> Hmm, you are touching on some great ideas for wireless security, perhaps
> if wireless devices can integrate certificate based
> authentication...certificates that also use a pin (this as a layered
> feature inside of the WPA cloud).  I am going to start combing through
> the web to see if there are vendors out there providing wireless
> solutions with two factor authentication.

Yeah, I'm not as familiar with the more advanced modes of WPA, such as
EAP, but there are certainly much safer variants.  It's just that you're
highly unlikely to find that used at a coffee shop.

It would be cool to see a WPA-PSK AP to be integrated with OpenID or at
least with an interface that easily allows random, short-lived one-user
passwords to be generated and used securely in an environment like that.
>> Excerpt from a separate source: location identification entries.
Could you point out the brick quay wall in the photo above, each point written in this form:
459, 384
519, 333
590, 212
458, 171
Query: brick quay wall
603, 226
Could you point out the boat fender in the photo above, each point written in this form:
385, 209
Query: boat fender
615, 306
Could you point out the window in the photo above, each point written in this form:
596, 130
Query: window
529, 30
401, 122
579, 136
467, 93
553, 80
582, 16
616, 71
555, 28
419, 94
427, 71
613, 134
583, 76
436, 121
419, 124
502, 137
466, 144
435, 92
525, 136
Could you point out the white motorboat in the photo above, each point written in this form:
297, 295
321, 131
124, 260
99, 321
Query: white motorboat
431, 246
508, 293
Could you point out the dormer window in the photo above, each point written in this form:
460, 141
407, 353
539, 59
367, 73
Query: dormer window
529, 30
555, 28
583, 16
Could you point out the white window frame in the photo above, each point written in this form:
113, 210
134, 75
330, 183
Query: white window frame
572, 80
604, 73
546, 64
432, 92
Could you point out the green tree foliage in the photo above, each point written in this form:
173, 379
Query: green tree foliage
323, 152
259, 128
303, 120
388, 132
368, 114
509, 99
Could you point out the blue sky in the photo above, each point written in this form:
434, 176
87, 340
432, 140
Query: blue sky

> This still does not fully address endpoint security though, as one is
> still responsible for ascertaining security between their computer and
> the target site.  But it would be a good starting point for mitigating
> mitm attempts.

The list of things I mentioned one needs to check are definitely a
problem with software implementations.  The fact that browsers even
*give you the option* to accept an invalid certificate is a huge issue.
If they had simply rejected these from day one, site admins would get
their act together and get certs (via public CAs or ones users could
install once).

Session cookies distributed over SSL should just never be sent over
non-SSL connections by browsers.   But since they have been for historic
reasons, site admins have expected this, they have to explicitly set the
secure flag to be secure.

At least SSLv2 is finally being phased out... SSLv3 has been available
for what, 10+ years?

I could go on and on, but yeah, it's definitely an end-point issue and a
user education issue more than anything with SSL/TLS.  If you know what
you're doing, you can be perfectly safe, but most people don't.